The following year Barnaby and his nephew, Theo
Scott, sailed her to Maldon from the Danish port of
Faaborg. She then sported a Bermudian rig with “a
towering mast that looked like trouble”. Barnaby
continued: “Although Hans had got it right – she was
well-balanced – she was a little too well-balanced for

my liking as I prefer a little bit of weather helm.”
But the rig was not right. He considered the sakoleva,
Greek spritsail, but felt it was “too exotic, too
unknown”. Barnaby said he preferred to stick with what
he knew and was pleased to discover that the gaff cutter
rig could be found among the boats registered in the
Greek Traditional Boat Association.
“Who would provide the rig? Who would advise
me?” he asked himself and discovered Jim Dines at
Downs Road Boatyard who had re-rigged the Cutty
Sark, and is currently rigging out the sailing barge Blue
Mermaid and planning to restore the Brixham trawler
Torbay Lass.
He next spoke to Jim Lawrence about converting
Eleni to gaff rig and he reassured Barnaby this was
do-able, then Mark Butler drew up a sail plan which
Barnaby says is “spot on”.
Barnaby is not interested in racing, however: “I’m
more concerned about sipping ouzo in the sunshine, but
we’ve left the door open to the addition of a topsail at a
later date.”
I went aboard Eleni at Maldon just hours before the
first leg of her passage to Corfu, with Max Liberson as
delivery skipper and Barnaby and his orthopaedic
surgeon brother Robert as crew.

Hans-Henrik Jorgensen fell in love with Greek sailing boats during a visit to
Greece in the mid 1960s. But it was to be many years before he could realise
his dream of building one for himself.
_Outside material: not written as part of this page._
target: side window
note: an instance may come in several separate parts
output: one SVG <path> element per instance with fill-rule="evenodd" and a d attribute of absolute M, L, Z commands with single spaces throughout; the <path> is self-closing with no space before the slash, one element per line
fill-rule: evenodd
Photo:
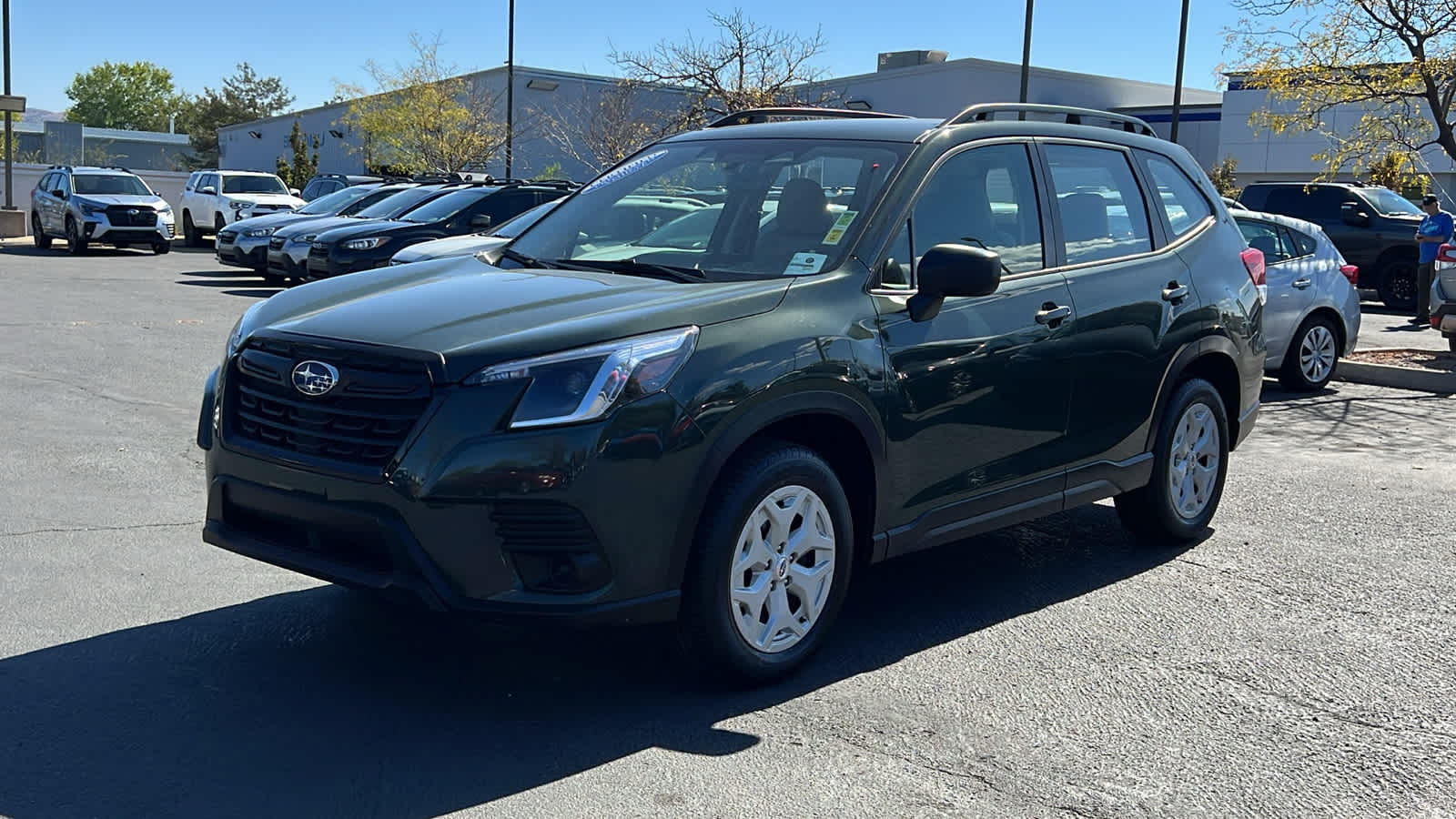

Following visits to the shipyards in
Samos and Spetses, he contacted naval architect Kostas Damianidis who
provided technical advice.
Eleni is based on a line drawing (pictured right) of the sponge diving
boat Konstantinus and Eleni built in 1936 which featured in Greek Wooden
Sailing Boats of the 20th Century, by Kostas Damianidis and Tassos Leontidis
of the Museum of Cretan Ethology. Hans took a year to make a model and
re-draw the lines into a bigger plan, which included a deepened keel and
displacement and stability calculations.
Her accommodation was inspired by the Danish double-ender
constructers Berg, Hansen and Utzon. Her keel, stem, stern, frames and
deck-beams are oak. The hull is 35mm larch. The deck is 35mm spruce. Her
keel-bolts are stainless steel, and the fastenings are galvanised ship nails.